Guerre au Moyen-Orient : l’onde de choc économique frappe l’Asie-Pacifique

Crise économique en Asie-Pacifique : un désastre annoncé

Les économies les plus vulnérables de la région Asie-Pacifique sont déjà à genoux, écrasées par la hausse des prix, le rationnement et les menaces pesant sur l’emploi. La tempête économique qui s’annonce pourrait bien être un véritable cataclysme.

Les chiffres parlent d’eux-mêmes : des hausses vertigineuses des coûts de transport, des prix de l’énergie et des engrais, sans oublier la volatilité des marchés financiers. Comme le souligne Hamza Ali Malik, directeur de la Division de la politique macroéconomique à la CESAP, « l’impact économique le plus immédiat… se traduit par des augmentations considérables des coûts de fret et des prix du pétrole, du gaz et des engrais. » Qui aurait cru que les promesses de prospérité économique se transformeraient en une telle farce tragique ?

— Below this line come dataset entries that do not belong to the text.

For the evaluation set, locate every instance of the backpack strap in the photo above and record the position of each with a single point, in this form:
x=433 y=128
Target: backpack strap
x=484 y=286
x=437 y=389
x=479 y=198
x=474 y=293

Ce qui se passe réellement

Au cœur des perturbations, le détroit d’Ormuz, ce passage maritime vital, est devenu un point de tension géopolitique. Environ un quart du commerce mondial de pétrole y transite, et l’escalade des hostilités a presque totalement interrompu le transit des navires. Les prix du pétrole Brent ont explosé, dépassant les 100 dollars le baril. Les conséquences ? Des chaînes d’approvisionnement en péril, des pénuries de biens essentiels, et des millions de personnes plongées dans la précarité.

Pourquoi ça dérange

Les décisions politiques, souvent dictées par des intérêts économiques obscurs, exacerbent la crise. Au Sri Lanka, le rationnement du carburant et la réduction des événements publics sont des mesures désespérées qui témoignent d’une gestion calamiteuse. Pendant ce temps, les autorités pakistanaises imposent des mesures d’économie, créant un climat de panique. Comment peut-on légitimer une semaine de travail de quatre jours en pleine crise économique, alors que les plus vulnérables sont laissés pour compte ?

Ce que ça révèle

Ce chaos met en lumière les incohérences d’un système économique qui valorise le profit au détriment des vies humaines. Les pénuries d’engrais menacent les récoltes en Asie du Sud, mettant en péril la sécurité alimentaire d’une région qui abrite près de deux milliards d’habitants. Qui se soucie des conséquences lorsque les profits sont en jeu ? Les discours de pouvoir, pleins de promesses de croissance, s’effondrent face à la réalité brutale des familles qui peinent à joindre les deux bouts.

Lecture satirique

Il est fascinant de voir comment les gouvernements, face à un désastre qu’ils ont largement contribué à créer, se tournent vers des solutions superficielles. « Pour atténuer l’impact, la CESAP appelle à une action politique coordonnée », disent-ils. Mais où étaient-ils quand les décisions étaient prises ? Les promesses de soutien budgétaire et de transferts monétaires semblent dérisoires face à l’ampleur de la crise. Une véritable comédie tragique.

À quoi s’attendre

Si la crise persiste, les conséquences seront cataclysmiques. La CESAP prévoit une croissance ralentie à 4,0 % en 2026, tandis que la pauvreté et l’insécurité alimentaire pourraient s’aggraver. Les travailleurs migrants, essentiels à l’économie, se retrouvent bloqués, incapables de rentrer chez eux ou de rejoindre leur emploi. Les envois de fonds, qui représentent plus d’un quart du PIB du Népal, sont en danger. Comment les gouvernements peuvent-ils rester indifférents face à une telle catastrophe humaine ?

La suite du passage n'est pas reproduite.